To reduce risk and minimize performance impact on your ERP, connect SEI to a replicated (duplicate) database rather than to the production database itself. This approach isolates analytics workloads, enhances security, and prevents reporting activity from affecting daily operations.

Keep in mind:

  • Offload SEI queries to a replica to avoid extra load on production.
  • Database replication increases complexity and requires ongoing maintenance.
  • Ensure your SEI server is sized appropriately for its workload.
  • For Sage X3 on SQL Server, use DataSync for ERP replication.

SQL Server Authentication

When installing on SQL Server, SEI requires an administrator login for database deployment.

While the built-in sa account provides full permissions, it is strongly recommended to create and use a dedicated SQL Server login for SEI. This approach improves security and eliminates reliance on the sa account for routine access.

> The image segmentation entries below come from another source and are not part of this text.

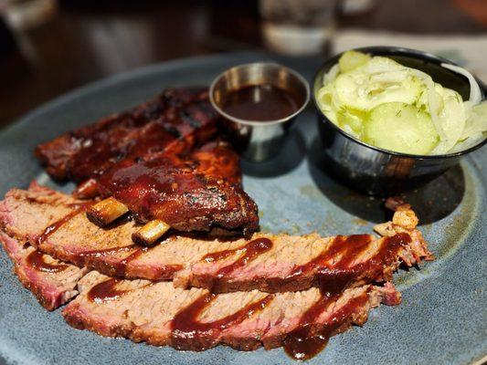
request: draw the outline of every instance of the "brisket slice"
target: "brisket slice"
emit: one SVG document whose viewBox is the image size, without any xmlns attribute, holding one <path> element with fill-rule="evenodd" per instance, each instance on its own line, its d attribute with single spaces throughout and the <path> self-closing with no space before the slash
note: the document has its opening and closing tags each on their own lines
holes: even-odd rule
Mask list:
<svg viewBox="0 0 487 365">
<path fill-rule="evenodd" d="M 77 203 L 38 186 L 12 190 L 0 203 L 0 225 L 42 252 L 109 276 L 174 279 L 176 287 L 214 292 L 302 290 L 338 279 L 343 287 L 367 284 L 390 279 L 400 263 L 412 266 L 430 258 L 410 210 L 398 211 L 392 222 L 381 224 L 385 237 L 379 239 L 370 235 L 255 234 L 251 240 L 232 241 L 171 236 L 147 248 L 132 242 L 133 222 L 100 228 L 79 212 L 69 215 Z M 63 222 L 64 217 L 70 219 Z M 53 224 L 56 220 L 63 224 Z"/>
<path fill-rule="evenodd" d="M 85 275 L 83 269 L 44 255 L 41 266 L 51 271 L 48 273 L 26 264 L 26 256 L 37 251 L 23 247 L 5 234 L 0 234 L 0 239 L 22 283 L 48 309 L 79 294 L 75 287 L 79 290 L 63 310 L 71 326 L 179 349 L 202 350 L 225 344 L 251 350 L 283 345 L 292 351 L 302 336 L 323 339 L 352 324 L 364 324 L 368 310 L 381 302 L 400 302 L 400 294 L 390 283 L 365 285 L 333 295 L 317 288 L 214 295 L 206 289 L 175 288 L 168 282 L 115 279 L 96 271 Z"/>
<path fill-rule="evenodd" d="M 0 242 L 14 262 L 14 271 L 20 282 L 46 309 L 56 309 L 78 294 L 78 281 L 89 271 L 87 268 L 58 261 L 3 232 Z"/>
<path fill-rule="evenodd" d="M 205 113 L 198 109 L 193 110 L 197 113 L 194 117 L 191 110 L 185 110 L 192 103 L 203 103 Z M 206 89 L 169 89 L 128 111 L 40 144 L 36 156 L 55 179 L 82 182 L 128 155 L 147 152 L 154 146 L 164 147 L 205 125 L 205 121 L 213 124 L 215 114 L 209 116 L 206 110 L 211 110 Z M 197 125 L 202 114 L 203 123 Z"/>
<path fill-rule="evenodd" d="M 398 304 L 392 284 L 365 285 L 325 298 L 317 288 L 267 294 L 257 290 L 219 295 L 175 288 L 171 283 L 116 280 L 90 272 L 79 295 L 64 309 L 71 326 L 135 342 L 201 350 L 218 344 L 242 350 L 272 349 L 305 328 L 327 336 L 365 322 L 381 302 Z"/>
</svg>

Create a dedicated SQL Server login

Use a custom login for secure access:

  1. Assign the sysadmin role to your SEI login during the installation process.
  2. After installation is complete, you can remove the sysadmin role.
    The SEI login will retain dbo (database owner) rights for SEI databases and will have db_owner role by default.
  3. If the login was created after running the installer, confirm correct database mapping and permissions in SQL Server Management Studio (SSMS).
  4. For maximum compatibility, leave the db_owner role selected. For a more restrictive, minimum set, select only:
    • db_datareader
    • db_datawriter
    • db_ddladmin

Enable Windows Authentication

Windows Authentication provides secure, credential-free access with native integration to your Windows environment. This method avoids password exposure and leverages Windows account security.

note

The same database permissions are required, whether you use SQL Server authentication or Windows authentication.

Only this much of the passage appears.